Nike by far is the leader in athletic shoes production that at the same time is one of the lowest cost producers simply because this company managed to switch virtually all of its production to the third world countries of the East Asia. Reebok appears o follow the lead set by Nike, yet is less aggressive to invest the savings obtained from the discounted East Asian production into hyper expensive celebrity advertisements.
The major costs nevertheless, for Nike come from the top notch advertisement campaigns that feature celebrities and stars. By saving big time on the actual production, Nike strives to invest as much as possible in the advertisement in order to create trust and loyalty among the athletes and fans of the stars that participate in the Nike commercials. Such strategy of Nike certainly constantly yields its fruit giving Nike ever growing market share and dollar growth.
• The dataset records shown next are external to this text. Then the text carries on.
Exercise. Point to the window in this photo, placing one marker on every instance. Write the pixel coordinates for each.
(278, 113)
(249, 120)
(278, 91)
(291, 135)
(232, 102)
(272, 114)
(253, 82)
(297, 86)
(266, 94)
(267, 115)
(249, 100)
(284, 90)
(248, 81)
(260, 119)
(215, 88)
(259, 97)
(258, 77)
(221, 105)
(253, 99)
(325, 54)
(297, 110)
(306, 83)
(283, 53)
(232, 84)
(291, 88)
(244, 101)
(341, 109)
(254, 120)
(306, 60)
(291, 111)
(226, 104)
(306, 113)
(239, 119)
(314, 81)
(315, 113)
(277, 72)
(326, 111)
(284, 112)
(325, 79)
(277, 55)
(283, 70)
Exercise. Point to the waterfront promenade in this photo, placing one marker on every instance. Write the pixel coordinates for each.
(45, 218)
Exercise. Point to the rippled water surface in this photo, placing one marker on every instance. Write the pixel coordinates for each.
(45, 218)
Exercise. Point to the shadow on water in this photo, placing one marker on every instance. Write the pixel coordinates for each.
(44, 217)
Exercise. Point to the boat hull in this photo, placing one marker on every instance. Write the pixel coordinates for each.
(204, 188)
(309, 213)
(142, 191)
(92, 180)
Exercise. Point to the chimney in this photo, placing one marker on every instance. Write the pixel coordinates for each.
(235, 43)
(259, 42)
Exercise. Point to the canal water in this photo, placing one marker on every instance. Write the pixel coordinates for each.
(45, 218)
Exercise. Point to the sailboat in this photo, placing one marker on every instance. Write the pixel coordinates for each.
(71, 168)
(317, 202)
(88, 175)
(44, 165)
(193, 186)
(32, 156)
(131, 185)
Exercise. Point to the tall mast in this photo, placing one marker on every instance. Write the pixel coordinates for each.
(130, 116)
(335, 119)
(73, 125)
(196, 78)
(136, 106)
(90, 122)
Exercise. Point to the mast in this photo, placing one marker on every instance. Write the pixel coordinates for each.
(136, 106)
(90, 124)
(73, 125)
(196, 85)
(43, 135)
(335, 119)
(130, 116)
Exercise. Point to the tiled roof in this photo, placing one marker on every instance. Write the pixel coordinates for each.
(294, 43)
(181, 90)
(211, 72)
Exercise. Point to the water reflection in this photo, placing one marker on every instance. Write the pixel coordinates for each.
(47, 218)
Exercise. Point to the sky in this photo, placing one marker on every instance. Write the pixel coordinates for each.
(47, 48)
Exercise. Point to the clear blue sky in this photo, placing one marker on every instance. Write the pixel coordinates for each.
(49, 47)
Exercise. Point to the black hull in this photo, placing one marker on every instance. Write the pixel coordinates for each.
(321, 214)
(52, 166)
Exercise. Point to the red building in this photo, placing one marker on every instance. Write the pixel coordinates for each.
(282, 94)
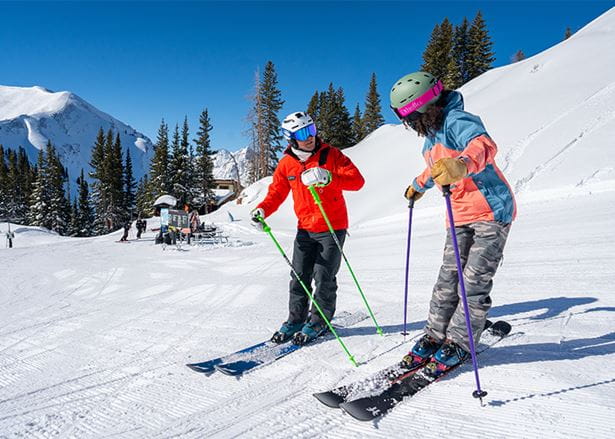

Other producers of shoes like Adidas, Converse, and Keds appear to follow focused production concentrating on trendy designs and probably market share growth. These companies together with the market leaders (Nike and Reebok) differ from L.A. Gear, which in turn is perceived as unpopular among customers. L.A. Gear shoes are viewed as shoes inferior to shoes produced by other athletic shoe producers based on performance.
LA gear’s current failure is justified by the situation ‘between two chairs’ when the company provides good shoes, which are neither trendy nor reputable. While the main competitors focus either on advertisement or trends (or both) L.A. Gear does not take any action to remedy the situation. As a result L.A. Gear loses males loyalty to Nike and market share and sales to Adidas, Converse and Keds.
L.A. Gear’s inability to focus on and invest in building trendy reputation and outstanding performance, logically created a negative image in the minds of consumers who will not buy second-tier shoes. As a result, the company is doomed to failure unless some urgent action is taken to revitalize the corporate position.
In order to improve the market share and dollar sales figures, Leardning Team A proposes L.A. Gear to use the strategy currently deployed by Nike and gain mutually beneficial partnership with key US athletes in order to remain competitive with Nike, Reebok and other athletic shoe producers. Such strategy of partnering with athletes has proved profitable for Nike and other companies already and is believed to help L.A. Gear stem the current crisis caused by the current overwhelming competition, falling sales, and lack of proper reputation.